Offsite: Proper backups should be taken offsite. The transport and storage of the media data offsite can grow dramatically depending on the length of retention and quantity of data. Over time, it’s important to track this cost carefully.
Failed jobs: Every time a backup fails, someone has to manually inspect and restart the job. And not just with a simple click of a button. Restarting a backup job requires careful coordination to avoid negatively impacting production performance. It takes about 60 minutes to deal with a failed job – on average. Some are very quick. Some can take a long time to sleuth why they fail. Extrapolating that across thousands of backup jobs and a 1- to 5-percent failure rate (not that uncommon) can quickly begin to consume staff hours and, more importantly, put data at risk. Thankfully, we weren’t using tape backups or our failure rate would have easily been 50 percent or more, as those stuck with using tape media are still experiencing extremely high failure rates.
File restores: In many cases, restoring a single file can take hours (or more) of someone’s time, depending on the level of self-serve capability there is for the end-user and the type of media.
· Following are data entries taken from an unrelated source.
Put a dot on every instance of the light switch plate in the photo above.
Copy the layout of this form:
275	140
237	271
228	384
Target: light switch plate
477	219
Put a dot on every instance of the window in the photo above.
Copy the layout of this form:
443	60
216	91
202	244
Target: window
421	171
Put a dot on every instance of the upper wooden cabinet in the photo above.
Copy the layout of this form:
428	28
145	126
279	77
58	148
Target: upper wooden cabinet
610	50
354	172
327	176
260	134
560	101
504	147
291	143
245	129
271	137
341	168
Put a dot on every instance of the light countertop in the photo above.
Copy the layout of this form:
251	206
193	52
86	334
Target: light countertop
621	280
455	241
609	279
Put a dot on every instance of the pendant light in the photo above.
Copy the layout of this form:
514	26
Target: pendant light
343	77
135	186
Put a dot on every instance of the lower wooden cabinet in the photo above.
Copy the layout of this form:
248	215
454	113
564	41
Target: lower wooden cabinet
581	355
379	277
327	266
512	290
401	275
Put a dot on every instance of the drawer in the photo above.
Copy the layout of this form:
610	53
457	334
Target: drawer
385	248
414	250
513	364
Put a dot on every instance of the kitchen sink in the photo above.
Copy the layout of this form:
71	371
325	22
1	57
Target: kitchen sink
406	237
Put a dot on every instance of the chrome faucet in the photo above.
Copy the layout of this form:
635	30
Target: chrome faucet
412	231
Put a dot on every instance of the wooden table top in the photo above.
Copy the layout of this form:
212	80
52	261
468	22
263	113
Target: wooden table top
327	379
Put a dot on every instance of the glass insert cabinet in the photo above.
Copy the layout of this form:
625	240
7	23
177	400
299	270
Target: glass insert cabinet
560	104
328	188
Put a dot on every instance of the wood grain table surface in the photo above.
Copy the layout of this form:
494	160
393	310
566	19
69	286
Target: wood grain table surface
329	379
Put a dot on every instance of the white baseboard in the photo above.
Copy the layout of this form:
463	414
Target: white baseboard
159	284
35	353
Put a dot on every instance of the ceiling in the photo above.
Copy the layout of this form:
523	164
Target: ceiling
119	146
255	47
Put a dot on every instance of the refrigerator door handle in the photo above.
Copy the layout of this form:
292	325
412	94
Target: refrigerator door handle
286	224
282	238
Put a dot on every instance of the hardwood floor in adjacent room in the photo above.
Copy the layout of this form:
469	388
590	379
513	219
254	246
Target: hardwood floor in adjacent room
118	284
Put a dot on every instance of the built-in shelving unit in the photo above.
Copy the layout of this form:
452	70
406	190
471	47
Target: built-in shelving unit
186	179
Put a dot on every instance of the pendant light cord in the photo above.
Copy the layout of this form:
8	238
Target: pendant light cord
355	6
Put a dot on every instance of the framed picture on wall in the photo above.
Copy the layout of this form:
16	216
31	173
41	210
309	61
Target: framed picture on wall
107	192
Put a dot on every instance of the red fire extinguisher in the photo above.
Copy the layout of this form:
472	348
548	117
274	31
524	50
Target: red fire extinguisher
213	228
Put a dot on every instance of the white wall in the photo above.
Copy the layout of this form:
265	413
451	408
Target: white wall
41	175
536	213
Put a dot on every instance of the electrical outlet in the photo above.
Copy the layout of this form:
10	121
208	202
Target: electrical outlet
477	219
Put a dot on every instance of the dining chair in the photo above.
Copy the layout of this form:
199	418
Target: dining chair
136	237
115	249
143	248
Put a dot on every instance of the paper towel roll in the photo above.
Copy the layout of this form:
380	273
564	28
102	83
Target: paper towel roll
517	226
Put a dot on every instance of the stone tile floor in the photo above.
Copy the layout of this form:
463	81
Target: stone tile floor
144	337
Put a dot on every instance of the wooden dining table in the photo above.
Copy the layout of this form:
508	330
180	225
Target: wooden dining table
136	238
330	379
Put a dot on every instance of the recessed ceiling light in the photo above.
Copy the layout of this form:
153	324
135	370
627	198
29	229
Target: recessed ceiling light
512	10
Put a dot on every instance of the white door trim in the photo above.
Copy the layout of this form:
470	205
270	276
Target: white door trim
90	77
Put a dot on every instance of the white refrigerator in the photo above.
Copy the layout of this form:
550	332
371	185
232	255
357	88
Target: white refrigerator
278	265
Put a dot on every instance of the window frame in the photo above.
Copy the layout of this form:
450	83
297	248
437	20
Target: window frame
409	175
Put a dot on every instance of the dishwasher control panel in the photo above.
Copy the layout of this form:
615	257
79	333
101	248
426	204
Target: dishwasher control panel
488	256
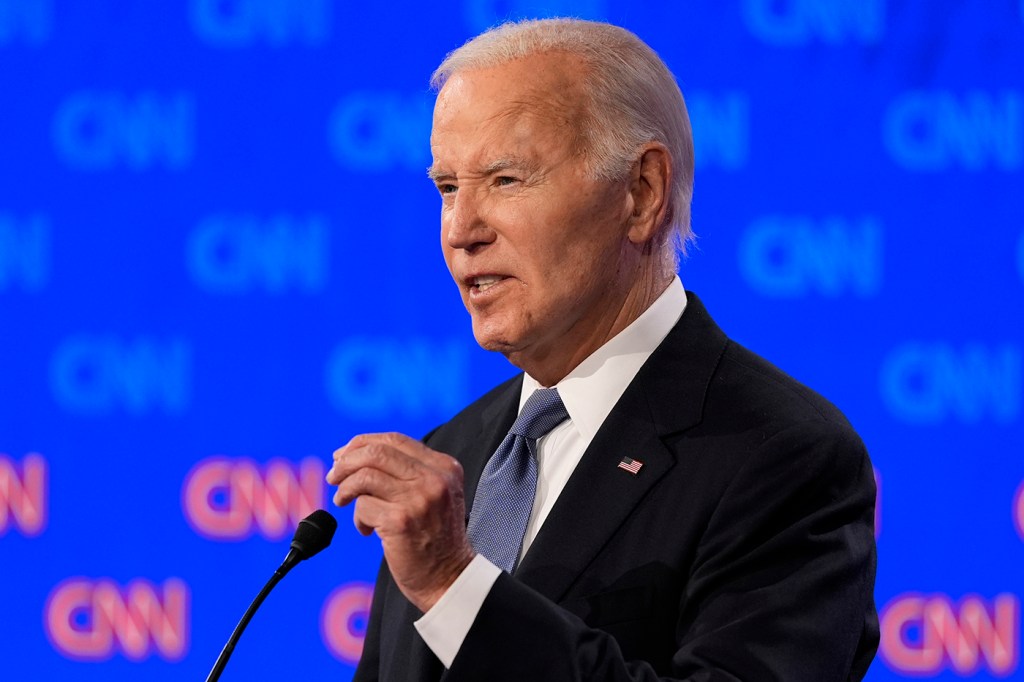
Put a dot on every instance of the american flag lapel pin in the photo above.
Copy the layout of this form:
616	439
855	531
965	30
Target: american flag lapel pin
631	465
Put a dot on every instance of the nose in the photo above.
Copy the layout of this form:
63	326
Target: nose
465	223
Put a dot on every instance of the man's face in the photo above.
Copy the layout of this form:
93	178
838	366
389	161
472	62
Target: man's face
538	248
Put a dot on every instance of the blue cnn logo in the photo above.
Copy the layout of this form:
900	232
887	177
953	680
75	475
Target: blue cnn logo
276	23
721	129
25	253
936	130
381	378
929	383
30	22
96	131
481	14
239	254
100	375
795	256
381	131
1020	257
798	23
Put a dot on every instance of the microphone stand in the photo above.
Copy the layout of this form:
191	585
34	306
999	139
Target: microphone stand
225	653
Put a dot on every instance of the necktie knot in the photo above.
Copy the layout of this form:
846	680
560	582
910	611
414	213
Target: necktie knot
505	493
543	412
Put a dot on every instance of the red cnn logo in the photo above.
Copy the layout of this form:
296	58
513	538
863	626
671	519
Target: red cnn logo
927	634
94	620
231	499
343	621
23	495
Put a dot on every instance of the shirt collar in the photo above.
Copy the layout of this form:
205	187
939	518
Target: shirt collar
595	385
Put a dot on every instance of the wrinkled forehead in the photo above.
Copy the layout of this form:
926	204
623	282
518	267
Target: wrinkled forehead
545	87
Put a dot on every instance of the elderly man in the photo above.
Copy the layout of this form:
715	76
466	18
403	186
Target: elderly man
649	500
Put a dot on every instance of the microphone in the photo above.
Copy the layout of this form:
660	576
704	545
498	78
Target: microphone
314	533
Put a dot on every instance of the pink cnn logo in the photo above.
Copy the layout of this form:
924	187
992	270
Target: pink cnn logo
231	499
23	495
924	635
343	621
95	620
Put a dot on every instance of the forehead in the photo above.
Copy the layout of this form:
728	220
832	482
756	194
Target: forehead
516	103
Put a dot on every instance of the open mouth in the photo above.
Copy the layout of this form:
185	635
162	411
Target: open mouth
484	282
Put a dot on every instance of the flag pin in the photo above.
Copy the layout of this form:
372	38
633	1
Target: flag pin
631	465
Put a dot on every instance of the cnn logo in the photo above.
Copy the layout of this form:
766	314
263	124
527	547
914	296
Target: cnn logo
232	499
924	635
95	620
24	495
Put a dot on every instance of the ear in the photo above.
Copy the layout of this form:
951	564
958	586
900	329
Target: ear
649	182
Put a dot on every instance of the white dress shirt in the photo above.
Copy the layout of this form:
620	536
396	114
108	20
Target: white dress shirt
588	392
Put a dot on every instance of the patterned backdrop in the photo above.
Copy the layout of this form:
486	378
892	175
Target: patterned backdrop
219	260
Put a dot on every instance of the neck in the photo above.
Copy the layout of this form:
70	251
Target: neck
551	365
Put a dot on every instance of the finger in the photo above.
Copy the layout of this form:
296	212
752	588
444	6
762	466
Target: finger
372	482
377	454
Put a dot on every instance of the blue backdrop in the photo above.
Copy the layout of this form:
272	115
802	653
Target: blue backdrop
219	260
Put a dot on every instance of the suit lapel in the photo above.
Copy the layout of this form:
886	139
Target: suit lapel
666	397
496	420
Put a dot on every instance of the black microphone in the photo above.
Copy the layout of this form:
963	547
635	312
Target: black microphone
314	533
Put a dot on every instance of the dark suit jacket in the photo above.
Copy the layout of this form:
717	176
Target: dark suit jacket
742	550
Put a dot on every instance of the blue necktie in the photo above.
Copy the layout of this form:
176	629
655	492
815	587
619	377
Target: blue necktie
505	494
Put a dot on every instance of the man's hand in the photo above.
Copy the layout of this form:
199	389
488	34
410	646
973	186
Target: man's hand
413	498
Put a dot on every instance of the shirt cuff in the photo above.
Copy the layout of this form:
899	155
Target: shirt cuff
444	627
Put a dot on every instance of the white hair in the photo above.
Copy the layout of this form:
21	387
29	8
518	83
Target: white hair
632	98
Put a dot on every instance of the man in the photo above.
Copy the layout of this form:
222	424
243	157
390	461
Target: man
691	512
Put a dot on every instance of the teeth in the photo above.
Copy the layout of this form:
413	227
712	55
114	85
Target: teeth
486	282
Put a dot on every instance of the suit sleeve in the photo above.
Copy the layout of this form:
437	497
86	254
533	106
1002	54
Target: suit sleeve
781	587
368	670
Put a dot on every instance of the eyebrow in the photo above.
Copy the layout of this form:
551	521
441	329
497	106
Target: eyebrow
496	166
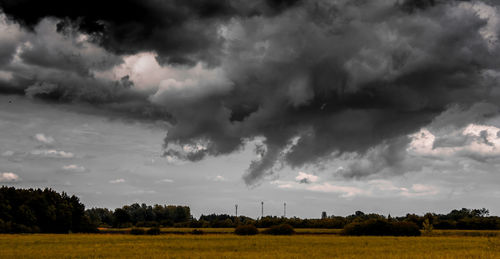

Encryption: Given the plethora of new regulations surrounding data, it’s important to make sure the data is encrypted in transit and at rest. Without encryption you may be exposing yourself for significant fines.
Backup Management: All these components have to be patched (the backup software) or at times replaced (disk drives); vendors managed; track capacity and utilization, etc. For many organizations this isn’t core.
Like everyone else, our data grows exponentially. A few years back, we reached a level where our standard point solution for offsite backup was being stretched beyond capacity. With 100s of terabytes of data to protect across hundreds of servers, the amount of data had become so large and diverse that the process of backing it up was threatening to impact production performance. Worse, our backup jobs began taking longer than the allotted backup window. This meant failed jobs and even more complications.
When we completed our total cost of ownership analysis of our backup, we indeed found that the failed jobs, backup management and offsite were the biggest cost drivers. Further analysis showed if we could dramatically reduce the time backups took, we would:
A) Reduce the failures, which are very expensive and add risk.
B) Reduce the costs to take the data offsite, because there would be less data to take offsite.
C) Reduce management costs, because there would be less infrastructure to manage to protect the same data.
After six months of requirements gathering, vendor research, reference checks and testing in our lab, we integrated a product called Avamar by EMC into our backup product and portal. The result:
These types of investments and management of our IT infrastructure on behalf of our clients means our clients maximize their ROI on their IT spend. After all, that’s our real job.